だからこそ、ボクらは懲りもせずに半年くらいの間に三号までの冊子を作り上げることができたのだ。いろんな形で支持されていたはずだ。
やがてクラス替えの時期が来て、メンバーはバラバラになり、冊子はそのままに眠ってしまった。何度か復活は試みられたが、永続的に続く形にはなれていなかった。みんな忙しかったのだ。
ボクたちは、それなりの年齢に達している。青臭い文学づくりなどはできないだろう。文学よりも、何か他の方へ関心が向いている気がする。
たとえば、親の介護、それとも財産の管理、はたまた子どもの教育、そしてやはり自らの老後、いろんなものを抱えて生きている今がそこにあるのだ。
それを素直に語り合うことはできないのだろうか。今なら語れる、ボクたちの話があるのではないか。

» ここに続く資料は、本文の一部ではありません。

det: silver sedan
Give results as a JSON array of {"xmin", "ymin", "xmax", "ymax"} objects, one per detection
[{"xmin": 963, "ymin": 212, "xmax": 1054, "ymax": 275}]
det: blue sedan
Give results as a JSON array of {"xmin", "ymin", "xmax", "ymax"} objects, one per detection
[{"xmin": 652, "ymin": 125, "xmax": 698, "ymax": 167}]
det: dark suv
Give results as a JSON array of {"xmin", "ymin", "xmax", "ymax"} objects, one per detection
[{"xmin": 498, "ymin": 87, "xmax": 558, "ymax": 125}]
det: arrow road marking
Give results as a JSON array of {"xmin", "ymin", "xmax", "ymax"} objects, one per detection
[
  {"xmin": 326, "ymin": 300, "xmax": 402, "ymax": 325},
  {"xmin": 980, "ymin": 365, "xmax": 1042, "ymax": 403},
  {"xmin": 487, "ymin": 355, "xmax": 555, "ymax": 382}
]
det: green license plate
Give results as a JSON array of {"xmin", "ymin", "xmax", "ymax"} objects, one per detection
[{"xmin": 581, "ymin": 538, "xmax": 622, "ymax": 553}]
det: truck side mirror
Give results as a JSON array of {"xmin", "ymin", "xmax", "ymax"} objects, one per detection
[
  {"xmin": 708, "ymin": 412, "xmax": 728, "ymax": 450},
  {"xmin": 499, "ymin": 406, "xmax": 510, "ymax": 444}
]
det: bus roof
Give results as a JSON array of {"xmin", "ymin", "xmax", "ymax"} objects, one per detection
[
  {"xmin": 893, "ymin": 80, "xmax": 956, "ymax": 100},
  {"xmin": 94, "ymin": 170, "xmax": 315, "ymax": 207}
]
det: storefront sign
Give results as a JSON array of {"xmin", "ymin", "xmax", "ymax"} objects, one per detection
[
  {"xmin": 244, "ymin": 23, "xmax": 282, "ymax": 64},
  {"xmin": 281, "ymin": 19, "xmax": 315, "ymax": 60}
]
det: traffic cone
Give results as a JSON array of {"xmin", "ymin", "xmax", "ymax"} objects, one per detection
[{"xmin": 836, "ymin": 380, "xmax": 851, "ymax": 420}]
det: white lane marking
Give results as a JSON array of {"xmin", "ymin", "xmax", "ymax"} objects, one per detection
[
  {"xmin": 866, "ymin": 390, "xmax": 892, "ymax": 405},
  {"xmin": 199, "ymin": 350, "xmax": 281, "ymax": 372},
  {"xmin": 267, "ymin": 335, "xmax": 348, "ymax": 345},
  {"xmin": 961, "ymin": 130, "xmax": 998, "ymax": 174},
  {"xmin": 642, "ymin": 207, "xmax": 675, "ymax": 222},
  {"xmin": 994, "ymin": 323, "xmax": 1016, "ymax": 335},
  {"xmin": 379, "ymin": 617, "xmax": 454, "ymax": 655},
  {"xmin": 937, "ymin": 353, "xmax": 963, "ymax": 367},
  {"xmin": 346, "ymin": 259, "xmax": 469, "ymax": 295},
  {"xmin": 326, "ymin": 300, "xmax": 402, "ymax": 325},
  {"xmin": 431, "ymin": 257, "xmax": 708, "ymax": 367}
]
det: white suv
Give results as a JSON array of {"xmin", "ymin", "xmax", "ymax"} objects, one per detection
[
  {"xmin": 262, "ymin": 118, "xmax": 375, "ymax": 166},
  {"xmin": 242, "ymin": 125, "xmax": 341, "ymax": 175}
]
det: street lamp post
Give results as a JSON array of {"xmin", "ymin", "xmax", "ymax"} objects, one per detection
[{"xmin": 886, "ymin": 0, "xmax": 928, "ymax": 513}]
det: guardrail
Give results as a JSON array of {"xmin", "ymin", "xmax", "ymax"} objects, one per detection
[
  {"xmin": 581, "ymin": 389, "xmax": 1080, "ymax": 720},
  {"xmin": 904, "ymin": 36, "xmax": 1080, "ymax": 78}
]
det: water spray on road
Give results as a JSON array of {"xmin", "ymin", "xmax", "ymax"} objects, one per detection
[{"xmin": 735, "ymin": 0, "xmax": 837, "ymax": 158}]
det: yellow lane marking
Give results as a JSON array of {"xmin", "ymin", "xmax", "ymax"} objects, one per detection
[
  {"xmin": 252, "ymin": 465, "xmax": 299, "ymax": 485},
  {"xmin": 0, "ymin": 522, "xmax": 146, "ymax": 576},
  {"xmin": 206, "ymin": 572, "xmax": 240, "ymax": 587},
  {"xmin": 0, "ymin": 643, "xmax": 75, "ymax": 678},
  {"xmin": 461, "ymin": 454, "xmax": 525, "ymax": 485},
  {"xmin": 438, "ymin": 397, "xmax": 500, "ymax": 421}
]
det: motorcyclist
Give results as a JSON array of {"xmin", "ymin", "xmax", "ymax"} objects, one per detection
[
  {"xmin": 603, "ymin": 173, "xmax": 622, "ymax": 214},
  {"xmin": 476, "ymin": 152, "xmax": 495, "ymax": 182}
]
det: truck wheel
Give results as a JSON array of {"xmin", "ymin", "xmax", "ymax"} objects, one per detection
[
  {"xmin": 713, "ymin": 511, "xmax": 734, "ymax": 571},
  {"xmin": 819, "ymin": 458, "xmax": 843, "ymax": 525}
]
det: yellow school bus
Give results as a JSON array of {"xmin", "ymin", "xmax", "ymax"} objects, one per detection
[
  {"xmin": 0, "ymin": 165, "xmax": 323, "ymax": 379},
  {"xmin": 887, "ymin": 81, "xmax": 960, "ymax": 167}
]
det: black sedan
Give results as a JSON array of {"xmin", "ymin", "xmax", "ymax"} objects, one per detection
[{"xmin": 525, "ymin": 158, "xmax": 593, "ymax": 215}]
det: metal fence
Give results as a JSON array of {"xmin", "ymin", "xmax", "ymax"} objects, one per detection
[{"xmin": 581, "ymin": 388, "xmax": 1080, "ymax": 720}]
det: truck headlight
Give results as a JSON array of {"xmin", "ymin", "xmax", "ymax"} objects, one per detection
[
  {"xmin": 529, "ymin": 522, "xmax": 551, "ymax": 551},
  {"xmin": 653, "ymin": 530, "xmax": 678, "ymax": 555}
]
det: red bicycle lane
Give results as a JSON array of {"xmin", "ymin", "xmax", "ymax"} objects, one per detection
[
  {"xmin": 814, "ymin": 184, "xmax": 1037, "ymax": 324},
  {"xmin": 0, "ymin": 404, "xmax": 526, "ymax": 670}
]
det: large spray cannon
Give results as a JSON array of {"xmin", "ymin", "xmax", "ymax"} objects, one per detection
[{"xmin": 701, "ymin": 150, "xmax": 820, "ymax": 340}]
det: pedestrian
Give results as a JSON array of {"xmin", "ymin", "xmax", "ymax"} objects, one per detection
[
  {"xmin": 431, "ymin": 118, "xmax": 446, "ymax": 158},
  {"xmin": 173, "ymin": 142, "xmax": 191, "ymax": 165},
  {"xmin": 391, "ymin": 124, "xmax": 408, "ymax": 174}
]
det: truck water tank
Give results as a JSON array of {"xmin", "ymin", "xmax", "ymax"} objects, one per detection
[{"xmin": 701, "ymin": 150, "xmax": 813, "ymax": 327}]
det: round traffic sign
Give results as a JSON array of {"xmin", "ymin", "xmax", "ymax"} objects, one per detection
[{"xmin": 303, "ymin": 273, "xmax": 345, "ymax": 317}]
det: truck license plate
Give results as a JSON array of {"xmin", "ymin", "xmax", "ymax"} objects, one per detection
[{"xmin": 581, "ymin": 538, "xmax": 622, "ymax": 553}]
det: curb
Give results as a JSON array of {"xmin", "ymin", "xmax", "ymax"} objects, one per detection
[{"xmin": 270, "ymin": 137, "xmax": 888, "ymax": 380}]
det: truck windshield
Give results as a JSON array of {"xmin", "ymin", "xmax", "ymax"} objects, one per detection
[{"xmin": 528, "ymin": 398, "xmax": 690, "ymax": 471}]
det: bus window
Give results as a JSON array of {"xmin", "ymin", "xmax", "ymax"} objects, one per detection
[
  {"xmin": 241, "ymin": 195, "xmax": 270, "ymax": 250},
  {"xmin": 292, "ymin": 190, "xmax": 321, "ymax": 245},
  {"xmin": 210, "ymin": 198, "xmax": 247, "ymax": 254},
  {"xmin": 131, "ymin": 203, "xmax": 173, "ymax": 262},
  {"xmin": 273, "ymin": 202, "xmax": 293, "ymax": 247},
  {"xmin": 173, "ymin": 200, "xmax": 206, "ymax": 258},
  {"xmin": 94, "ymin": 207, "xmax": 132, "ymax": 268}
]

高校時代の友人たちと連絡はとれるだろうか。ふたたび、ボクたちの冊子が生まれる時は来るのか。
誰かが言い出しっぺになったら、再び生まれるかもしれない。そのオッチョコチョイはやはりボクなのか。おバカ加減においては自信はあるが……。
ボク自身は、先日の同窓会で提案されて、ポッと灯りはともってしまった。誰か、一緒に自分たちの冊子みたいなのを作ってみようと、メールしてくれないだろうか。
いや、もっとボク自身で、みんなに根気強く提案し続けたら、蘇ることもあるだろうか。ボクらの鼓動を再び、まわりのみんなに響き渡らせることができたら、それはもうボクたちが生きてきた証となるはずだ。